Die umgebenden Felsen und Felsmauern müssen als Landmark herhalten. Und da ich mich in diesem Terrain ständig bewege und meinen Standort verändere, ist mir der jeweilige Sonnenstand das wichtigste Hilfsmittel, um die Himmelsrichtungen, in die ich mich bewege, mit dem jeweiligen Gelände abzugleichen.
Immer wieder bleibe ich stehen, um die faszinierenden Landschaftseindrücke aufzunehmen. Hinter jeder Kurve gibt es etwas Neues zu sehen.

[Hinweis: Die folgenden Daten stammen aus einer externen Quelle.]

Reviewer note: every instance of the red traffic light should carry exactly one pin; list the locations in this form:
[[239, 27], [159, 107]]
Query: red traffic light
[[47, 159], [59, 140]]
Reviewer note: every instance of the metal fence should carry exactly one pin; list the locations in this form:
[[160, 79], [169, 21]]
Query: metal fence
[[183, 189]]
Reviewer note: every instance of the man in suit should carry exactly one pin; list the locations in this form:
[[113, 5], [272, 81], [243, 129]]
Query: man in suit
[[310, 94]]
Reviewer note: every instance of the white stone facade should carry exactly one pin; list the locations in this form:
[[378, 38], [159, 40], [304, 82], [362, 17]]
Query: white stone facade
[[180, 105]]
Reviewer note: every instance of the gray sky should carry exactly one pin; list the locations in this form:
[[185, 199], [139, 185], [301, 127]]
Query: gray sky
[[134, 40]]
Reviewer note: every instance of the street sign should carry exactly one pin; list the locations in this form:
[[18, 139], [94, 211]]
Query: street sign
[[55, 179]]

All das führt immer wieder zu Verzögerungen. Und so kommt es, dass ich pro Stunde nur zwischen zweieinhalb und drei Wanderkilometer schaffe. Und das, obwohl ich recht zügig voranschreite.

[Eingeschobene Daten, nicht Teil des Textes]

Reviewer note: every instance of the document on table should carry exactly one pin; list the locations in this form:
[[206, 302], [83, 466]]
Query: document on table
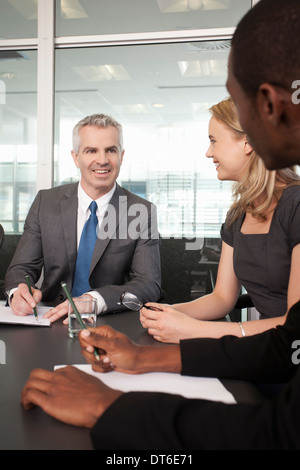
[[190, 387], [8, 317]]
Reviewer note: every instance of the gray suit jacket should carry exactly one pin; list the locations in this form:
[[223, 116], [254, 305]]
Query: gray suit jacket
[[126, 257]]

Die Entfernungen verschwimmen in diesem Gelände. Für manches kurze Wegstück braucht es schlicht und einfach viel Zeit. Ich bin nicht allein und treffe vereinzelt auf Wanderer.
Die meisten sind gut ausgestattet und doch wundere ich mich, dass es auch immer wieder Leute gibt, die mit nichts losziehen. Ein junges Pärchen überholt mich. Und ich kann bei ihnen keine Wasservorräte entdecken.

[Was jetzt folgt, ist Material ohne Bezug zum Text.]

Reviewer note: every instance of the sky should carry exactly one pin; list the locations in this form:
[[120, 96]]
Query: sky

Eine weitere Schwierigkeit auf dem Weg ist, dass es nur wenige Möglichkeiten gibt, sich vor der sengenden Sonne zu schützen
So geht es weiter: Strecken über felsige Kuppen …
… hunderte Meter an überhängenden Felswänden entlang …
… und um so manchen Felsendom herum.
Mit all diesen Schwierigkeiten bin ich unterwegs. Mein Rucksack ist voll: Wanderkarte, Lunchpaket, fast 6 Liter Wasser, Kompass, Stirnlampe, eine wärmende Schutzjacke, falls ich in die Nacht komme. Alles ist dabei und ich fühle mich wohl und sicher.
Gelegentlich gibt mein Standort die Sicht frei auf Felsstrukturen in größerer Entfernung: Mauern, Türme, Zinnen. Wie auch immer, allesamt Wunderwerke der Natur. Sie lassen mich staunen.
Aber auch die kleinen Besonderheiten haben ihren Reiz. Ob verwitterte Mulden auf den Oberflächen der weichen, ausgedehnten Felsbrocken …
… oder über aufgeblätterte Gesteinsschichten, die mir in diesem Gelände sicheren Halt bieten. All das lässt mich immer wieder staunen.
Ob ein Weg, der durch lebende, biochemisch beeinflusste, verkrustete Strukturen führt …
… Bäume, die auf karger Kruste wachsen …
… Bäume und Sträucher, die im tiefen Sand ausreichend Feuchte finden, um zu überleben:
Ich bin erstaunt über die biologische Vielfalt.
Gelegentlich muss ich mich durch enge Passagen zwängen, bevor ich Neues entdecken kann.
Dann steige ich zwischen den Felsen auf. Teilweise über verblocktes Gelände. Und die Mühe wird belohnt mit fantastischen Aussichten auf unzählige, farblich abgestufte Felsnadeln.
Sie sind die Namensgeber für die großräumige Gliederung dieses Wandergebietes. The Needles ist der südliche Teil des Canyonlands. Und innerhalb dieses Areals wandere ich durch den vielleicht schönsten Teil, den Chesler Park.
Hinter jedem Fels warten weitere Überraschungen auf mich. Und ich bin hungrig. So suche ich mir eine kleine schattige Oase, an der ich kurz raste und etwas esse und trinke.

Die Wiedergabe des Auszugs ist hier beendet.